The report found that the U.S. poverty rate declined to 10.5% in 2019, a 1.3% drop from 11.8% in 2018. This is the lowest poverty rate since the bureau began first tracking the figure in 1959. Additionally, median household income in the U.S. rose 4.2% in 2019 to $68,703, the largest one-year increase in the history of the survey.
The report attributed the poverty rate decrease and increased median household income to the Trump Administration's tax cuts, as well as increased wages due to the tight labor market. Further, the report found that the number of people without health insurance decreased by 2.3 million, down to 8.9%.
The news of these reported figures is encouraging, as they demonstrate that economic disparities are slowly being addressed. While the figures still do not reflect an equal playing field, it is a step in the right direction.
Furthermore, the report also showed that the gap between high and low earners is narrowing.
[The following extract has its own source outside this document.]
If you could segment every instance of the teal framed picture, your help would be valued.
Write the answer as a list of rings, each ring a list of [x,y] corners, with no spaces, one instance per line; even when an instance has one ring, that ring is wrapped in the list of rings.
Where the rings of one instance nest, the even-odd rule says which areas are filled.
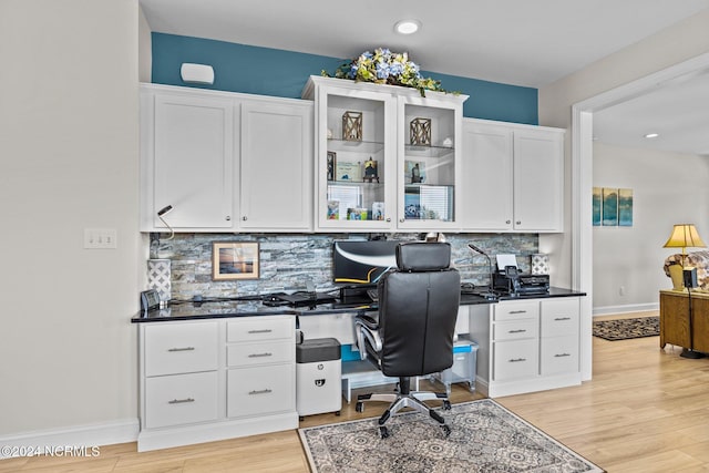
[[[618,189],[612,187],[603,188],[603,216],[604,227],[618,226]]]
[[[618,226],[633,226],[633,189],[618,189]]]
This is seen in the fact that the number of households earning over $200,000 annually fell by 2.2%. On the other hand, households earning under $30,000 annually rose by 2.1%.
The results of this report are a much-needed glimmer of hope in the midst of a troubling global economic situation. As the world continues to grapple with the effects of the coronavirus pandemic, it is clear that economic inequality in the U.S. has been lessening. This is a positive sign for a brighter future, as it highlights that even in challenging times, progress is still possible.